Bei der Anmeldung einer Marke sind bestimmte Einschränkungen zu beachten. Insbesondere ist die Eintragung von Zeichen, die nicht geeignet sind, die Waren, für die sie angemeldet werden, zu kennzeichnen, oder die ausschließlich aus Elementen bestehen, die insbesondere auf die Art des Produkts, seine Herkunft, Qualität, Menge, seinen Wert, Verwendungszweck, Herstellungsverfahren, Zusammensetzung, Funktion oder Nützlichkeit hinweisen können, nicht zulässig. Seltenere Ablehnungsgründe sind Marken, die religiöse Überzeugungen oder gute Sitten verletzen. Die Eintragung eines Nachnamens, Vornamens oder beider zusammen fällt in der Regel nicht unter diese Ablehnungsgründe. Letztendlich besteht kein semantischer Zusammenhang zwischen einem Nachnamen und den unter der Marke angebotenen Waren oder Dienstleistungen. Offensichtlich liefert kein Nachname Informationen über die Zusammensetzung, Funktion oder Qualität eines Produkts. Die Rechtsprechung hat zudem bestätigt, dass auch häufige Nachnamen als Marken eingetragen werden können. Ihre Bekanntheit kann allenfalls zu einer geringeren Unterscheidungskraft der sie enthaltenden Zeichen führen.

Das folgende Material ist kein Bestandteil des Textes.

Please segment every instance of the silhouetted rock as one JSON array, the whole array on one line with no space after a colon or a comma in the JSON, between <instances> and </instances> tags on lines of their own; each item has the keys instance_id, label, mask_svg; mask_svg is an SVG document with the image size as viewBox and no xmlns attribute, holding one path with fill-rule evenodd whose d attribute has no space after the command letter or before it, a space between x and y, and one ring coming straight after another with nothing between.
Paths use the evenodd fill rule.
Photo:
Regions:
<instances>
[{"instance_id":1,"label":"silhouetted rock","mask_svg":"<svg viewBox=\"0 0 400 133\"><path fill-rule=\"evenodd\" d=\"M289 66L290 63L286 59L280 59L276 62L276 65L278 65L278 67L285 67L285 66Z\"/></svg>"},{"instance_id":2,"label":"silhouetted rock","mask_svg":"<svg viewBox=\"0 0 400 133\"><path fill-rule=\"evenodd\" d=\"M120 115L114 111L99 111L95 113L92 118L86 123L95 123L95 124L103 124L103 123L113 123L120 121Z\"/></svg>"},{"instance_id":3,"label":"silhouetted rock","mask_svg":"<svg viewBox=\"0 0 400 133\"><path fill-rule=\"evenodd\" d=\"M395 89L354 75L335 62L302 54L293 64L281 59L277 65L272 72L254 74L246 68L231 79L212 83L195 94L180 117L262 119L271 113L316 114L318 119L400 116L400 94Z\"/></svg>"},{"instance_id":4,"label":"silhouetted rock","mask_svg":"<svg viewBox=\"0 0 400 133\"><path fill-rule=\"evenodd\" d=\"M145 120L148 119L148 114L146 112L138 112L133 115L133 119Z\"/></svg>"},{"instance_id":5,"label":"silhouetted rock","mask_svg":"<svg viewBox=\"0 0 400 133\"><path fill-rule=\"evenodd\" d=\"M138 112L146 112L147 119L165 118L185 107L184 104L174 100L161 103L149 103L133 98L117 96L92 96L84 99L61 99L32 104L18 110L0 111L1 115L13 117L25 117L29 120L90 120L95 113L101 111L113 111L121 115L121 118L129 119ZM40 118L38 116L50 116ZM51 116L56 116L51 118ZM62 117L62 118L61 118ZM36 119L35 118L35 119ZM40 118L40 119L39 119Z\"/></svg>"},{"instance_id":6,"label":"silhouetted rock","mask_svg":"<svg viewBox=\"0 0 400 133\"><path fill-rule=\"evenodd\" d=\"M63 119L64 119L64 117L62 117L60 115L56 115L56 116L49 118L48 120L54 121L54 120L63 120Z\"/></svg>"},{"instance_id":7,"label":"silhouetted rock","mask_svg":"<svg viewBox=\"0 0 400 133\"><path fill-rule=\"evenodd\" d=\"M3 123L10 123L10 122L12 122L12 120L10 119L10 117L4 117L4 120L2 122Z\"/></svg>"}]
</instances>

Bei der Registrierung von Marken mit ähnlichen Vor- und Nachnamen besteht, wie bei anderen Marken auch, die Gefahr von Konflikten und Irreführung der Verbraucher. Die Rechtsprechung hat bestimmte Grundsätze festgelegt, die bestimmen, ob eine Marke die Eintragung einer anderen verletzt. Im Falle eines Konflikts zwischen einer Marke mit einem Vornamen und einer Marke mit demselben Vornamen, aber einem in der ersten Marke nicht enthaltenen Nachnamen, liegt keine Markenverletzung vor. Beispielsweise stellte das Gericht in den Fällen Chiara vs. Chiara Ferragni und Anna vs. Ana de Altun keine Markenverletzung fest. Dies beruht darauf, dass die Kombination aus Vor- und Nachnamen eine bestimmte Person identifiziert, was bei Angabe nur des Vornamens nicht der Fall ist, da dieser lediglich auf eine Person mit diesem Namen verweist, aber nicht auf eine bestimmte Person. Ähnlichkeit wurde im Fall Amanda vs. Amanda Smith festgestellt, da ein eher seltener Vorname mit einem sehr häufigen Nachnamen kombiniert wurde. Dies gilt umso mehr, wenn zwei Marken mit demselben Vornamen, aber unterschiedlichen Nachnamen kombiniert werden. Eine Markenrechtsverletzung liegt jedoch häufig dann vor, wenn Marken, die sowohl einen Vornamen als auch einen Nachnamen enthalten, denselben Nachnamen haben.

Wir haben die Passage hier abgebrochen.